- Born: 25 June 1816 Neuteich, West Prussia, German Confederation
- Died: 12 August 1896 (aged 80) Neuhäuser (Samland), East Prussia, Germany
- Occupations: Teacher Politician
- Political party: DFP (Progressives)
- Spouse: Louise Friedmann (1828–1901)
- Children: Margarethe Dickert (b. 1852) Georg Dickert (1855–1904)

= Julius Dickert =

Julius Dickert (25 June 1816 – 12 August 1896) was a teacher from West Prussia who later entered into politics. After the Unification, he served as a Progressive member of the national Reichstag between 1871 and 1878.

==Life==
Julius Dickert was born in Neuteich, a small town then in West Prussia. He attended the protestant Gymnasium (secondary school) at Elbing, a short distance to the east, before progressing to the University of Königsberg where, starting in 1837, for three years he studied Protestant Theology then moving on to include Philology. There is a water-colour portrait of Dickert included in the contents listing Pages of Memory, a compilation of student portraits by Wilhelm Schmiedeberg who was a contemporary at Königsberg, although the portrait itself is now missing.
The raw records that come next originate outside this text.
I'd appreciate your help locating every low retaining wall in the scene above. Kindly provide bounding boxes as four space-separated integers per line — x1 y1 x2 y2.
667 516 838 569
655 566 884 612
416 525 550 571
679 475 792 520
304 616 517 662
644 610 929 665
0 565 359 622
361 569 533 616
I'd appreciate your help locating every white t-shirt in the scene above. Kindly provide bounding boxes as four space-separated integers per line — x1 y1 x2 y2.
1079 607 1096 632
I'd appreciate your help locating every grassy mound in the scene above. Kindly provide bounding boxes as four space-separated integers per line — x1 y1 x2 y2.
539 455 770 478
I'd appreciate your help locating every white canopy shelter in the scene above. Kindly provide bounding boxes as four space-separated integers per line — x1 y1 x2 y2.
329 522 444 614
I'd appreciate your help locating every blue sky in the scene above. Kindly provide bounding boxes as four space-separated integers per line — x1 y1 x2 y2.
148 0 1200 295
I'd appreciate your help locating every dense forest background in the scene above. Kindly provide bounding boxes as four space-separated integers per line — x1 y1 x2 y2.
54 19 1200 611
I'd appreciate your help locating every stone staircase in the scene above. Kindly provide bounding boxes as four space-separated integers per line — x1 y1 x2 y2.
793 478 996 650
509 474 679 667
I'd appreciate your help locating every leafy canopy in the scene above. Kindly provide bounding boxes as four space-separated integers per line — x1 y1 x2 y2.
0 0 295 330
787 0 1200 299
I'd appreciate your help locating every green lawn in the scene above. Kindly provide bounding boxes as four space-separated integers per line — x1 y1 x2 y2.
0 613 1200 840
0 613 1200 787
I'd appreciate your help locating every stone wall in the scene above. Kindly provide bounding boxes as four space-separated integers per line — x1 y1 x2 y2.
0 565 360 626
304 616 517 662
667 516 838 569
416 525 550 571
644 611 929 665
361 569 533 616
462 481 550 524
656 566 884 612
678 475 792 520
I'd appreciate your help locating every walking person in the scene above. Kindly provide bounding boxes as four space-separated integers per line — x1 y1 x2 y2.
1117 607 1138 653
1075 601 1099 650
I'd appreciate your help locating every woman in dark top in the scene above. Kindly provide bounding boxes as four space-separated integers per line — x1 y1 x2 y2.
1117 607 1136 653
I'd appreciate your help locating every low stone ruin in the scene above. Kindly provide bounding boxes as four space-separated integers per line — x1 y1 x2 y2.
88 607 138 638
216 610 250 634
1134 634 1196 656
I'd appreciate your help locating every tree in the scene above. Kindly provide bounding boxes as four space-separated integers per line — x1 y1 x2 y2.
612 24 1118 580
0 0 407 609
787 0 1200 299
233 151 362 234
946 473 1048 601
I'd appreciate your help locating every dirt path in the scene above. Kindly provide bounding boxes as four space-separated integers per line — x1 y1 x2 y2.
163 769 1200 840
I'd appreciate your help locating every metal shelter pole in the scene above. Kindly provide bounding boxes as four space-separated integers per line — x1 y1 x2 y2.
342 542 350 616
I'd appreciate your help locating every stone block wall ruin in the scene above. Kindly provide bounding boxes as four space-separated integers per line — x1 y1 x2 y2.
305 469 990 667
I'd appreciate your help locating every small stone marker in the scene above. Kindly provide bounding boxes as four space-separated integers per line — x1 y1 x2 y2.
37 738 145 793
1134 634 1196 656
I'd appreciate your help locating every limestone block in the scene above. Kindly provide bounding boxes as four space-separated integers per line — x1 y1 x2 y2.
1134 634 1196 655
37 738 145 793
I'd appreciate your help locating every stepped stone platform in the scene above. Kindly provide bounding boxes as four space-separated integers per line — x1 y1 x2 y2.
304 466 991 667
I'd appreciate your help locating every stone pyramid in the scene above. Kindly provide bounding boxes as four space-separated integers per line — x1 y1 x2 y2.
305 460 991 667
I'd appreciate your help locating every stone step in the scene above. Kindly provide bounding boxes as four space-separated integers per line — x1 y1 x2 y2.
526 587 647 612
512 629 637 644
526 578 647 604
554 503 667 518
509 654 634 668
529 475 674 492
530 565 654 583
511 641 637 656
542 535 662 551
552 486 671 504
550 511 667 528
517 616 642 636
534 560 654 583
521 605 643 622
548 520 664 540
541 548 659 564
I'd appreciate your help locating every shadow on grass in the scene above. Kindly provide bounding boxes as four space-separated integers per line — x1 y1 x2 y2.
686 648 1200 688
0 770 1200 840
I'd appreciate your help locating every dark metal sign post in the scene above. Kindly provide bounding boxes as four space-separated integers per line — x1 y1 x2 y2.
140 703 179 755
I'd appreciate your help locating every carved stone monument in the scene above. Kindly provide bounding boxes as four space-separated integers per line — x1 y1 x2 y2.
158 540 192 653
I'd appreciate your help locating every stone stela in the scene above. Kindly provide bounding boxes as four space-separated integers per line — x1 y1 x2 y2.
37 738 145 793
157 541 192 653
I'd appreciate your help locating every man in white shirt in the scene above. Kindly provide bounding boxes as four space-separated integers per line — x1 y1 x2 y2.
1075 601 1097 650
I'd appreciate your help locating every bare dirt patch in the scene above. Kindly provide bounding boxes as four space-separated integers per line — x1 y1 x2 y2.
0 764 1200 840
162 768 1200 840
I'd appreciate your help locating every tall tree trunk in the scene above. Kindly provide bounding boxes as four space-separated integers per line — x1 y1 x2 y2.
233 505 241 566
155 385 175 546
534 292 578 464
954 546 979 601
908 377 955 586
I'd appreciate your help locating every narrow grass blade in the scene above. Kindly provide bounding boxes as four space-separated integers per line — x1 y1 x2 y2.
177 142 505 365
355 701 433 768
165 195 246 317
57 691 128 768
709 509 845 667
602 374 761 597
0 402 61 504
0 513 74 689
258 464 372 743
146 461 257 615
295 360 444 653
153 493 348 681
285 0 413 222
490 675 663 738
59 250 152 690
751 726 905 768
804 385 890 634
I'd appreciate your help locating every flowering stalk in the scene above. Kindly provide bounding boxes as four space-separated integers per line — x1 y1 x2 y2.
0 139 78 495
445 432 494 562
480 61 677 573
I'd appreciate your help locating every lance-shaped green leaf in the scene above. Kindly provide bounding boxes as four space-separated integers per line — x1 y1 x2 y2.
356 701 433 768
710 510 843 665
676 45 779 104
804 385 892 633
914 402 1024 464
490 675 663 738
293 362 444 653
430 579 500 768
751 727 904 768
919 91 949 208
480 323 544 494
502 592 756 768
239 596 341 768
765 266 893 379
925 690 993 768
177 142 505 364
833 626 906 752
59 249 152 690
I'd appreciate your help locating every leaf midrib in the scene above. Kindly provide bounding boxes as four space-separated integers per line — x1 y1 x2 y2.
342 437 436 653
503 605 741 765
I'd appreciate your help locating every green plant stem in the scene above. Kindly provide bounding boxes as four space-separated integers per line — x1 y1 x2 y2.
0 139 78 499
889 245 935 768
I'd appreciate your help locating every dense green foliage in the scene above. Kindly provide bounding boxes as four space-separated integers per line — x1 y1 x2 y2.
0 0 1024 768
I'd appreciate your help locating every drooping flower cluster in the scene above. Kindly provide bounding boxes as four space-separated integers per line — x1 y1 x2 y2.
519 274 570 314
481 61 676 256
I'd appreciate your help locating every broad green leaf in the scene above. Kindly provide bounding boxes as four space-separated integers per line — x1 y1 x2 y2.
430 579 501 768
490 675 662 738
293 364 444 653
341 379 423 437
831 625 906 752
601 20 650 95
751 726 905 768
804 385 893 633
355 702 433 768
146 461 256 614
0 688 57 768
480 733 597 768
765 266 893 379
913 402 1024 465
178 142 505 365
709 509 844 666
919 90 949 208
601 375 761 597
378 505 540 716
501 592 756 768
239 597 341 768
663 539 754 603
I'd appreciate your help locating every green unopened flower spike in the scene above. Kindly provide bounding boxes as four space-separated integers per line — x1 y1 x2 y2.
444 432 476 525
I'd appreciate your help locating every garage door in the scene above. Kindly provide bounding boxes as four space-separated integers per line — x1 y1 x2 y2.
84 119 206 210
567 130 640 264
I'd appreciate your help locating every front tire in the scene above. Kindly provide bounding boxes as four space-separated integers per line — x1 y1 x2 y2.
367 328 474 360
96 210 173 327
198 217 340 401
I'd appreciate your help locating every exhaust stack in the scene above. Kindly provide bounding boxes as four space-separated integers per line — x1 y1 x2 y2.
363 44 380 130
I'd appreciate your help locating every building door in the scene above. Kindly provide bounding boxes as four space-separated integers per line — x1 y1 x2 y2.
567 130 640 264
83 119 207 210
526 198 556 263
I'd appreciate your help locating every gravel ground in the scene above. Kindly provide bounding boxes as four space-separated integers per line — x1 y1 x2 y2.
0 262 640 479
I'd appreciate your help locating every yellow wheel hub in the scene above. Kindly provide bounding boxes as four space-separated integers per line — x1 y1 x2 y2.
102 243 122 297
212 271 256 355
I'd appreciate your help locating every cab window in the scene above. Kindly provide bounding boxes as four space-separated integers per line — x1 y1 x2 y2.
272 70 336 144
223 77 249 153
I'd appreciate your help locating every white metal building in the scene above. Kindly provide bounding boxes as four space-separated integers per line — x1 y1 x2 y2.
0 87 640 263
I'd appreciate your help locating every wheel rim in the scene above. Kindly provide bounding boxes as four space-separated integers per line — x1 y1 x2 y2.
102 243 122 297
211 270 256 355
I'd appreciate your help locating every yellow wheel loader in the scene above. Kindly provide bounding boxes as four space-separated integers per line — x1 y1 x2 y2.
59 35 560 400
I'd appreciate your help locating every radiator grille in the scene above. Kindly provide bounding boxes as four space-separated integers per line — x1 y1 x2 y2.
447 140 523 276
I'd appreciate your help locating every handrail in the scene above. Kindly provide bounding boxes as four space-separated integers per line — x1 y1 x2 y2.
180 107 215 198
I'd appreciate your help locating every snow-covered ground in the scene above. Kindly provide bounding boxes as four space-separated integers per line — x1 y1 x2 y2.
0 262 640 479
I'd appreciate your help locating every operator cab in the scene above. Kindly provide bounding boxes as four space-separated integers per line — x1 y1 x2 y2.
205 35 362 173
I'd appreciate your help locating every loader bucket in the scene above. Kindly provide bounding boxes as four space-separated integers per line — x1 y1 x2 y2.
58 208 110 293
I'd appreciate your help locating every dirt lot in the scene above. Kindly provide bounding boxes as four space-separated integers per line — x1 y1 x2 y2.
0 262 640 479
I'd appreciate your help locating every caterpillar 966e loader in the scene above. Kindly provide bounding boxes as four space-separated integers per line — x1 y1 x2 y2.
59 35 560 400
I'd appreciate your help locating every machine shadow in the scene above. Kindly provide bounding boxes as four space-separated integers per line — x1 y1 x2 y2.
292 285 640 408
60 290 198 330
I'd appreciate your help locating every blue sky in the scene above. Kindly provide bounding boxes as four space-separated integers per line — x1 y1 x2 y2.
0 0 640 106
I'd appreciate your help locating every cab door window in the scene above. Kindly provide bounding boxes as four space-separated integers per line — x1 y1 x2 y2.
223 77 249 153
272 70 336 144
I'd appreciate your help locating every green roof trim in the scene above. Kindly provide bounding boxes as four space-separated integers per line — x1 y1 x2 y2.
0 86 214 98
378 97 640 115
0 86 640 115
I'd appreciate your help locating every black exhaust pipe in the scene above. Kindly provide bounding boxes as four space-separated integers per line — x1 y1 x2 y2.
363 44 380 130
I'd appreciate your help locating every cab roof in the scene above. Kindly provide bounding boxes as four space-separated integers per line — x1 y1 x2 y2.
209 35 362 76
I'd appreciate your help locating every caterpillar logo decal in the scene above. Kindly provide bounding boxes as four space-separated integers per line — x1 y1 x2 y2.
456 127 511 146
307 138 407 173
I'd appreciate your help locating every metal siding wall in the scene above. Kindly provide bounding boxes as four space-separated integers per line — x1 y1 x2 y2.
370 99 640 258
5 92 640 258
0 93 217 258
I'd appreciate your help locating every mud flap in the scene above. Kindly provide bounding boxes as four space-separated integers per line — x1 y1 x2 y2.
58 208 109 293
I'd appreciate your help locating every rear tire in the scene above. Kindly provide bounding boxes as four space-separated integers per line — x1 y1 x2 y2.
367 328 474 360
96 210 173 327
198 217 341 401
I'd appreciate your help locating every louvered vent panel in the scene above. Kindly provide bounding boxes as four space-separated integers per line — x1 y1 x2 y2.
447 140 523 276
For some time after this he taught at the city's prestigious Burgschule (Castle School). In 1859 he became a city councillor: he then served as leader of the council for the ten years between 1861 and 1871. Julius Dickert participated in the war which opened the way for German political unification after 1870.

Dickert was a founder member of the Progressive Party, established in 1861 to try and preserve the hopes for political liberalism that had been disappointed after the revolutionary stirrings of 1848. The first general election of a united Germany was held in March 1871 and Dickert was elected as the member for Königsberg with nearly 55% of the constituency vote. The Progressive Party ended up with 45 of the 382 seats in the Reichstag and Dickert served on the 7th parliamentary committee during the lifetime of the parliament, which lasted till the start of 1874. He was re-elected for his Königsberg seat in the 1874 general election, this time with more than 56% of the constituency vote, although nationally the Progressive Party's share of the vote was barely changed. He won the seat again in the 1877, now aged 60, with a further increase in vote share. However, the life of the 1877 parliament was cut short at the instigation of the Chancellor, and after the 1878 general election Königsberg was represented in the Reichstag not by a Progressive but by Otto Stellter of the Free Conservative Party.